Question

A cylindrical resistor element on a circuit board dissipates 1.2 W of power. The resistor is 2 cm long, and has a diameter of 0.4 cm. Assuming heat to be transferred uniformly from all surfaces, determine (a) the amount of heat this resistor dissipates during a 24-hour period, (b) the heat flux, and (c) the fraction of heat dissipated from the top and bottom surfaces.

Answer 1

(a) The resistor disspates 103680 joules during a 24-hour period.

(b) The heat flux of the resistor is approximately 4340.589 watts per square meter.

(c) The fraction of heat dissipated from the top and bottom surfaces is 0.045.

Step-by-step explanation:

(a) The amount of heat dissipated (
`Q`), measured in joules, by the cylindrical resistor is the power multiplied by operation time (
`\Delta t`), measured in hours. That is:

`Q = \dot Q \cdot \Delta t` (1)

If we know that
`\dot Q = 1.2\,W` and
`\Delta t = 86400\,s`, then the amount of heat dissipated by the resistor is:

`Q = (1.2\,W)\cdot (86400\,s)`

`Q = 103680\,J`

The resistor disspates 103680 joules during a 24-hour period.

(b) The heat flux (
`Q'`), measured in watts per square meter, is the heat transfer rate divided by the area of the cylinder (
`A`), measured in square meters:

`Q' = (\dot Q)/(A)` (2)

`Q' = (\dot Q)/((\pi)/(2)\cdot D^(2)+\pi\cdot D \cdot h )` (3)

Where:

`D` - Diameter, measured in meters.

`h` - Length, measured in meters.

If we know that
`\dot Q = 1.2\,W`,
`D = 4* 10^(-3)\,m` and
`h = 2* 10^(-2)\,m`, the heat flux of the resistor is:

`Q' = (1.2\,W)/((\pi)/(2)\cdot (4* 10^(-3)\,m)^(2)+\pi\cdot (4* 10^(-3)\,m)\cdot (2* 10^(-2)\,m) )`

`Q' \approx 4340.589\,(W)/(m^(2))`

The heat flux of the resistor is approximately 4340.589 watts per square meter.

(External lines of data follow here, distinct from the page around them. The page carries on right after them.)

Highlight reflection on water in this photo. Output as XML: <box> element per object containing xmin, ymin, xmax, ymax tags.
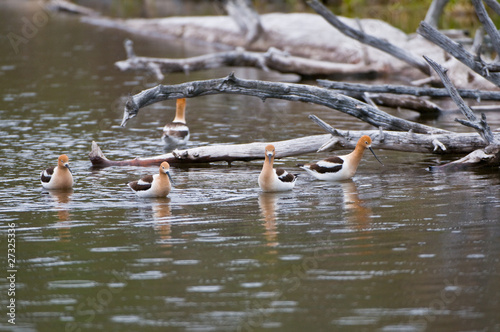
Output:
<box><xmin>259</xmin><ymin>192</ymin><xmax>280</xmax><ymax>247</ymax></box>
<box><xmin>0</xmin><ymin>2</ymin><xmax>500</xmax><ymax>331</ymax></box>
<box><xmin>341</xmin><ymin>180</ymin><xmax>372</xmax><ymax>229</ymax></box>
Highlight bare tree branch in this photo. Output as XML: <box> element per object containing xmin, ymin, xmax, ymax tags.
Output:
<box><xmin>424</xmin><ymin>56</ymin><xmax>500</xmax><ymax>145</ymax></box>
<box><xmin>417</xmin><ymin>22</ymin><xmax>500</xmax><ymax>86</ymax></box>
<box><xmin>89</xmin><ymin>129</ymin><xmax>496</xmax><ymax>168</ymax></box>
<box><xmin>472</xmin><ymin>0</ymin><xmax>500</xmax><ymax>54</ymax></box>
<box><xmin>317</xmin><ymin>80</ymin><xmax>500</xmax><ymax>100</ymax></box>
<box><xmin>222</xmin><ymin>0</ymin><xmax>264</xmax><ymax>45</ymax></box>
<box><xmin>122</xmin><ymin>74</ymin><xmax>448</xmax><ymax>133</ymax></box>
<box><xmin>307</xmin><ymin>0</ymin><xmax>431</xmax><ymax>75</ymax></box>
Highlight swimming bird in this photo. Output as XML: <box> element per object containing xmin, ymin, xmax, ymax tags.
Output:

(c) Since heat is uniformly transfered, then the fraction of heat dissipated from the top and bottom surfaces (
`r`), no unit, is the ratio of the top and bottom surfaces to total surface:

`r = ((\pi)/(2)\cdot D^(2))/(A)` (3)

If we know that
`A \approx 2.765* 10^(-4)\,m^(2)` and
`D = 4* 10^(-3)\,m`, then the fraction is:

`r = ((\pi)/(2)\cdot (4* 10^(-3)\,m)^(2) )/(2.765* 10^(-4)\,m^(2))`

`r = 0.045`

The fraction of heat dissipated from the top and bottom surfaces is 0.045.